Some friends and I were curious whether we could believably mimic a human phone caller using LLMs. We imagined a system where users can dial in, speak to a computer, and have an experience that feels truly human. Aside from generating sensible responses, the system would need to keep a conversational cadence, avoiding awkward pauses.

We thought we may be able to produce reasonable output quickly enough by building prompts while the human caller spoke, then pre-fetching potential responses from an LLM. So, we started to focus on how immediately we could make an audio stream available as text.

None of us had real-world audio or natural language processing experience, but OpenAI had just released a speech recognition model called Whisper, which we used to hack together a real-time Speech-to-Text prototype. The prototype streams in audio from a microphone and uses the method described below to convert it into a tokenized stream of text. The resulting transcription is often far from perfect, but it has proven to be good enough for an LLM to understand:

An example transcription from reading a paragraph of the Chess Wikipedia page

Here’s some code for those who prefer to explore at their own pace. There is still much room for improvement, especially around handling pauses in speech, but the bones are there. Contributions are welcome!

How It Works

Whisper converts audio files containing speech into a textual representation, but there is no real-time streaming API. For good results, context matters - Whisper can more accurately transcribe a full sentence than a single word. Therefore, our challenge was to convert an audio stream into a text stream, minimizing latency, using a tool that is fundamentally a batch file processor. Accuracy could be sacrificed to reduce lag, as long as the backend LLM was given sufficient information to generate a quality response.

The system we built buffers W sliding windows of audio input, each with a fixed duration, D. Each window is offset from the previous window by some step interval, S, and transcribed to text by Whisper, like this:

Visualization of Sliding Windows of Transcribed Text

When a new window is buffered, the oldest buffered window is forgotten. Notice that, because each window might begin or end in the middle of a word, transcriptions near window boundaries tend to be less accurate, and transcriptions of words or phrases might be inconsistent over time. To overcome this, given a sequence of W windows, we can use simple probability to predict what the speaker is saying. For example, if we’ve just emitted “in a” and 2 out of 3 previous windows agree that the next word is “pineapple”, then we know the next word is probably pineapple.

W, D, and S can be adjusted to trade off quality, latency, and efficiency. Increasing window duration can result in more accurate transcriptions and better predictions, but will increase the initial wait and inference time. Decreasing the step interval can lower latency, but will run Whisper inference more often and may require a longer window buffer to be kept.

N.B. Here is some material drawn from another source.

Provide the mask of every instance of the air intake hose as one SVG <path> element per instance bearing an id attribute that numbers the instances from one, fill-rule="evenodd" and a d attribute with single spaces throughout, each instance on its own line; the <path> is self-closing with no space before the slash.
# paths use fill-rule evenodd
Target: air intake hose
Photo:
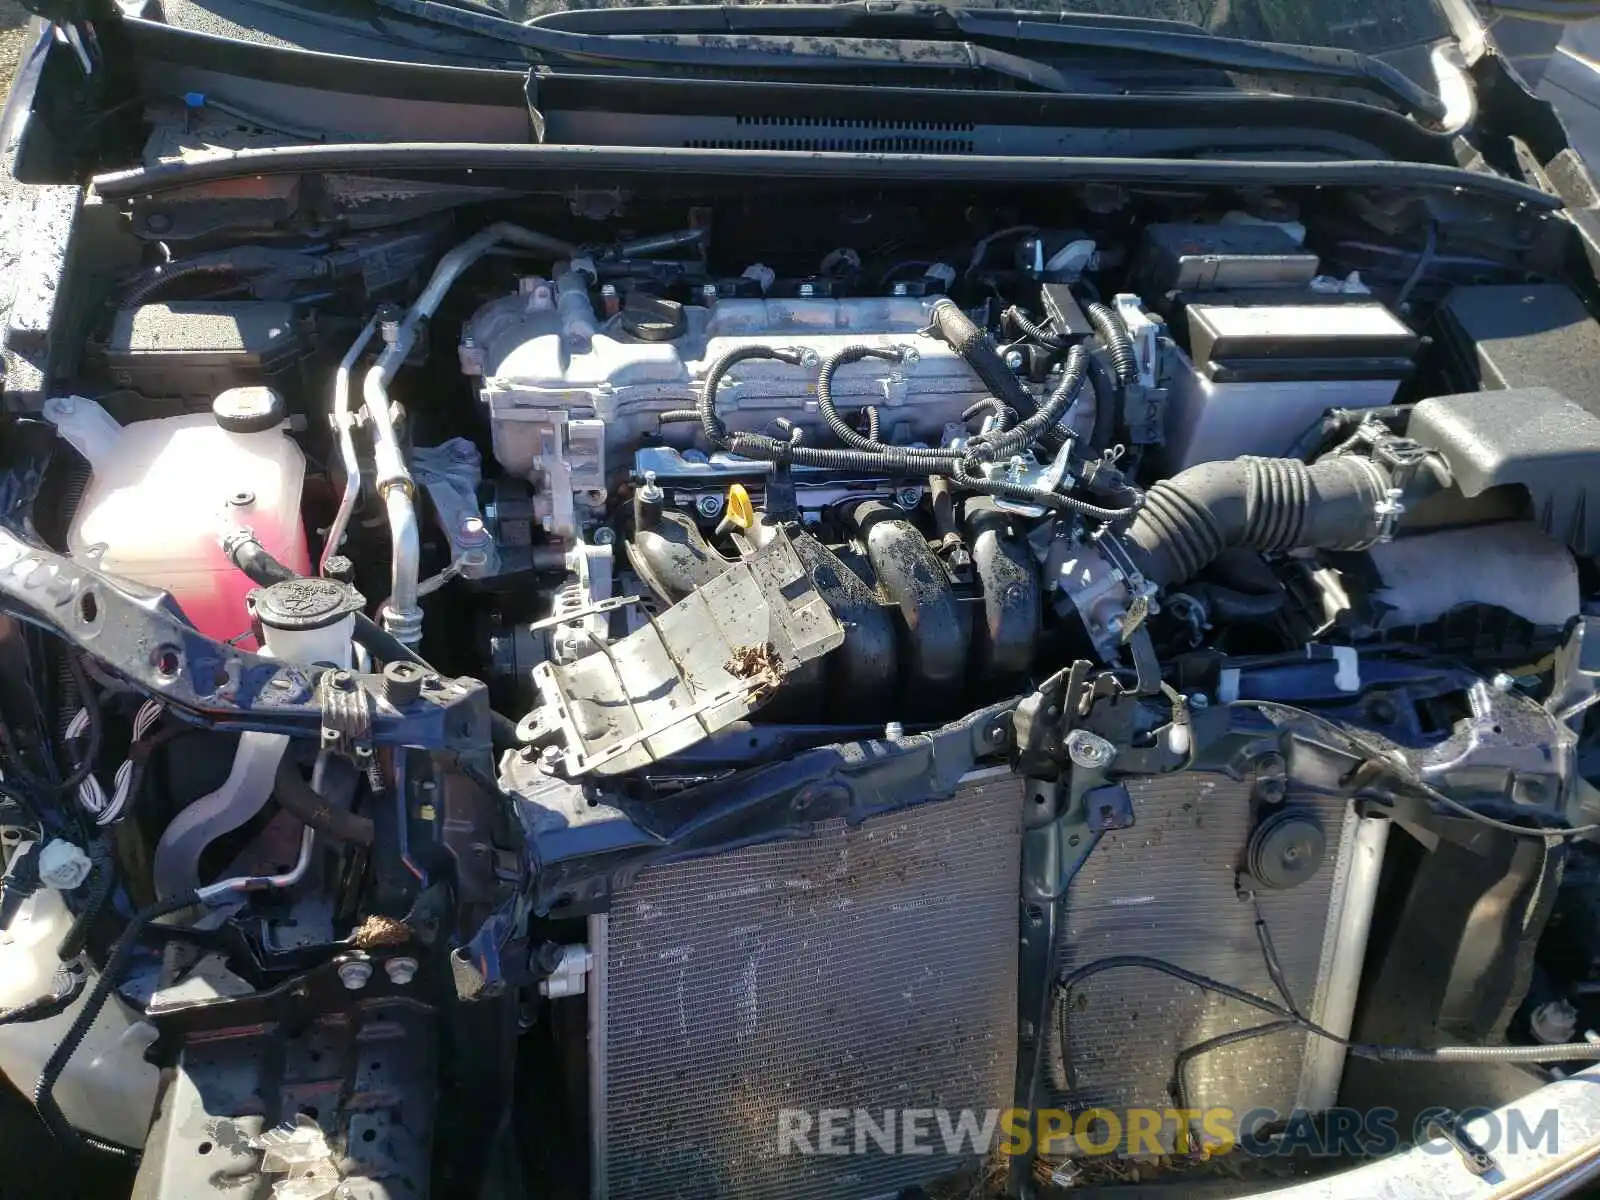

Depending on the inference capabilities of the host machine, larger Whisper models can be used to produce better results. However, if inference runs too slowly to keep up with the step interval, the system will start lagging farther and farther behind and eventually run out of space in its internal buffers.

Implementation

That’s it for the high-level overview! If you’re interested in implementing something similar yourself, better understanding the code linked above, or simply enjoy getting into the weeds, this section is for you.

Windows as Markov Chains

In practice, instead of storing raw audio or transcribed text for each window in the buffer, we store a Markov chain. When a new window is received, it is transcribed, tokenized, and passed to each Markov chain for training so that the oldest buffered Markov chain has always been trained on the last W windows. Each Markov chain uses an n-gram length of N to construct its frequency table, and a history is kept of the last N emitted tokens. Producing the next token is a matter of asking the oldest buffered Markov chain to predict the next token, given N recently emitted tokens.

NOTE: Since we always want the most likely next token instead of sampling a probability distribution, a small hack to the Markov chain library, gomarkov, was needed.

Output Rate

Choosing the rate at which tokens are emitted is crucial for good results, but tricky, especially considering that speech patterns can vary from person to person. If tokens are emitted too slowly, the system falls behind and loses context; if they are emitted too quickly, bad tokens resulting from truncated words at the end of each window will ruin the output.

After every step interval, the number of tokens to emit is determined by predicting the relative position of the previous N emitted tokens within the current window. This is crudely (but effectively) implemented as a linear search using edit distance as a qualifier. Tokens are emitted until the estimated position reaches a threshold within the current window. This strategy is a best-effort attempt at keeping up with the input rate, but ignoring tokens that may originate from truncated words.

NOTE: Using edit distance to predict the relative position assumes that words that sound similar also have similar spellings. In practice, this works well enough for English, but it has not been tested with other languages. Instead, if there was a way to map tokens back to their position in the original audio stream, the search would be unnecessary, which would be a big improvement in both efficiency and quality of the output.

Recovering From Inaccuracies

Ideally, the correct token is always emitted, but inaccuracies are inevitable because of bad audio quality, unclear speech, or inconsistent results from Whisper. When this situation arises, the oldest buffered Markov chain doesn’t know how to predict the next token, and we get stuck.

To recover, we use the same relative position estimate described above to find the most likely place to pick back up again. The emitted token history is rewritten using the current window as ground truth, and we start producing tokens once again from that point forward.